I currently have a csv imported into Jupyter lab. Pandas has been imported, the data frame is 7845 rows x 14 columns. I have two specific columns one named "source_app_packets" and the other is "source_app_packets.1". The two columns are almost identical. The main difference is any data missing from "source_app_packets" is present on "source_app_packets.1" and vice versa. My question is there any way to combine these two?
CodePudding user response:
You can use combine_first:
df["source_app_packets"].combine_first(df["source_app_packets.1"]
Example:
import pandas as pd
data = {"source_app_packets":[1, None, 3, None],"source_app_packets.1":[None,2, None, 4]}
df = pd.DataFrame(data)
df["source_app_packets"].combine_first(df["source_app_packets.1"])
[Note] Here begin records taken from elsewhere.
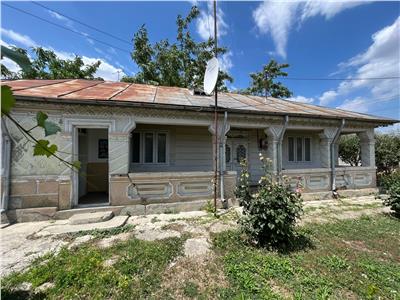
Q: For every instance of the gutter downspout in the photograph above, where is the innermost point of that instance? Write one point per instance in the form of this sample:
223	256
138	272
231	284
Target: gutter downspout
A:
332	150
5	166
279	146
222	161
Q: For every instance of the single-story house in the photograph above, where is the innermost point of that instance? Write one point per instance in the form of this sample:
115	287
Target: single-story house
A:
144	146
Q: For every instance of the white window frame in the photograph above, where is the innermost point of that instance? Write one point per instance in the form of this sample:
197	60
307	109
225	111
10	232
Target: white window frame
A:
155	148
303	145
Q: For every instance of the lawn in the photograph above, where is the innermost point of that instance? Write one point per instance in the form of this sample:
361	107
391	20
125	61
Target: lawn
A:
349	259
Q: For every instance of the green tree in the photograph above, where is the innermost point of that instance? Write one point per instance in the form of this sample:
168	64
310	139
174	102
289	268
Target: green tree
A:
181	63
264	83
47	65
42	147
349	149
387	152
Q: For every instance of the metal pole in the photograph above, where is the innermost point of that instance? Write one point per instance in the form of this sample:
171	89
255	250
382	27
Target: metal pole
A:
215	116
Outputs the following Series
:
0 1.0
1 2.0
2 3.0
3 4.0
Name: source_app_packets, dtype: float
CodePudding user response:
If you also import numpy
you could use something like this, which assumes your data is in df
.
import numpy as np
# code to import data
# update source_app_packets column
df["source_app_packets"] = np.where(
df["source_app_packets"].isnull(),
df["source_app_packets.1"],
df["source_app_packets"],
)
df.drop(["source_app_packets.1"], axis=1, inplace=True)